Marlette Grant Jackson is an artist, jewelry designer, graphic designer and educator from Northern California. She grew up on the Hoopa Valley Indian Reservation.
Marlette joined the Native Women's collective because of her interest in getting more artists from Northern California recognized and she was excited about the community involvement with the organization.
Marlette has her BA in Native American Studies from Humboldt State University with minors in American Indian Education and Native American Studies. She also has done extensive studying in Business Administration.
For the past 14 years Marlette has worked at the Indian Teacher Education Personnel Program (ITEPP) at Humboldt State University as the Student Services Advisor & Resource Coordinator. At ITEPP Marlette manages a 6,700 piece collection of materials on, about and by Native peoples. She also serves as an advisor and helps students with deadlines, crisis management, grades, classes and much more. Marlette hopes that she can help make a connection that keeps the students engaged, on task
I am the surrogate mom/or auntie for Native students here at HSU. I hope that I can help make a connection that keeps the students engaged, on task, and helps them find away to balance Native life & family with the demands of University life. I found a perfect quote from a book called "Sequoyah Rising (page 5)- White people misunderstand "Indian Time" as a license to be late. Actually, it means more that things should happen when they are supposed to happen and it's better not to worry ourselves trying to make them happen on an artificial time because working in the dark would not have been proper anyway."
Marlette has three children. Her daughter is 21 and she is also an up and coming artist. Her oldest son is 19 and "definitely does things his own way..." Her youngest son is 17, and has one more year of high
school. Marlette writes: "The three of them have been my LIFE for the last 21 years. I have done my best to make sure they know happiness and love. That the are secure within themselves, and that they create their own happiness - that someone else can not do that for you. They help influence me to be a person they can look up to, trust, and know that I love them unconditionally. That they know I love them for just being them, not that they are straight A students, or that they are the best baller, or that they live their lives according to me."
Marlette finished her B.A. as a single mom to three kids. She hopes that her art and jewelry are pieces that people enjoy and she is proud that she can make regalia and pass it along to future generations.

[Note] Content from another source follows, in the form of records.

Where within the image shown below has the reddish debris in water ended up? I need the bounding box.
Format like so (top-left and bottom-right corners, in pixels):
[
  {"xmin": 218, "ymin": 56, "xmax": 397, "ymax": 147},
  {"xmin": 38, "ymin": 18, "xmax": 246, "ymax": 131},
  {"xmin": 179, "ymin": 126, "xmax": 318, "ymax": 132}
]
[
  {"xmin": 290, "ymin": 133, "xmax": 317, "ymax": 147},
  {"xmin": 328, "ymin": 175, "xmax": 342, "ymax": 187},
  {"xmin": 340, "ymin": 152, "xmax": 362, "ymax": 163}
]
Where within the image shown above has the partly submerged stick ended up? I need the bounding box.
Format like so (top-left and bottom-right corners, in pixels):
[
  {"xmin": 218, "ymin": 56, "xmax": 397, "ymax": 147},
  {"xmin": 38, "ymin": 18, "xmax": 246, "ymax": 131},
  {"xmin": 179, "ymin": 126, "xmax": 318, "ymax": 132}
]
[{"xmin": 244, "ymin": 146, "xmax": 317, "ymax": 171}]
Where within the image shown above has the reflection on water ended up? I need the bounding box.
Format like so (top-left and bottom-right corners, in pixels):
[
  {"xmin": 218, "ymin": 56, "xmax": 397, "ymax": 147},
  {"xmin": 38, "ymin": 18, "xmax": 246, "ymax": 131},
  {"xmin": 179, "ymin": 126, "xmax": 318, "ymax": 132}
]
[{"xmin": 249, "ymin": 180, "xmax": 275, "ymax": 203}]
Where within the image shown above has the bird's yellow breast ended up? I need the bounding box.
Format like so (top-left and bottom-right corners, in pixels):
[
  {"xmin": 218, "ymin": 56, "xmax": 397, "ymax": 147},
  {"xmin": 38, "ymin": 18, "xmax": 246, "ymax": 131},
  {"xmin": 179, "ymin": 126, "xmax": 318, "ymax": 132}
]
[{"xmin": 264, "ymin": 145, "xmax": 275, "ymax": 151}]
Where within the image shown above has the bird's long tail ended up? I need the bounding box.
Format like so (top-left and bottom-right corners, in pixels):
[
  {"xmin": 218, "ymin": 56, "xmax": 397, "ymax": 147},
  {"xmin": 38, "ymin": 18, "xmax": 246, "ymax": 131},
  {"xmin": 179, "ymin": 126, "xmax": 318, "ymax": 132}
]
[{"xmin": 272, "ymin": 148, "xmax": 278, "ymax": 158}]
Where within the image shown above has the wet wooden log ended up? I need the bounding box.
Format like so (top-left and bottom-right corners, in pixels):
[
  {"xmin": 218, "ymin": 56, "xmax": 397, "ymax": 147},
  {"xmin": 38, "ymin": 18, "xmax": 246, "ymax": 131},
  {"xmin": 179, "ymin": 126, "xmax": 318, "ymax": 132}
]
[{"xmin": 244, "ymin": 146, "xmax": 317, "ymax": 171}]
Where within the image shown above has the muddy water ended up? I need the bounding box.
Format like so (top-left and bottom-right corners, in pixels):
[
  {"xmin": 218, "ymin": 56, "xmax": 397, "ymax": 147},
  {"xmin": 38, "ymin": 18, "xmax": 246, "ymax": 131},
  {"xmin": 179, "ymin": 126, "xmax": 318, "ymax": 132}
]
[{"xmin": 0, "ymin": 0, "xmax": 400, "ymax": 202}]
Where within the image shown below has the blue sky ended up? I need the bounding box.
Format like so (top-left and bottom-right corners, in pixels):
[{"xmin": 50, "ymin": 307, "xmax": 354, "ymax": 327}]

"Culture and art are in my life daily. I live and breathe it. It is my life. I
am Proud to be Indian. It's difficult to explain to others... it's not
like I think "oh, I think I'll do Indian things today." I start beading I'm
beading Indian jewelry or regalia. I start a basket, I'm creating something functional, traditional, art. At work I'm working with Native Students, or I'm explaining, lecturing about stereotypes and the dysfunction that those stereotypes bring to my life, my children's lives and into our communities."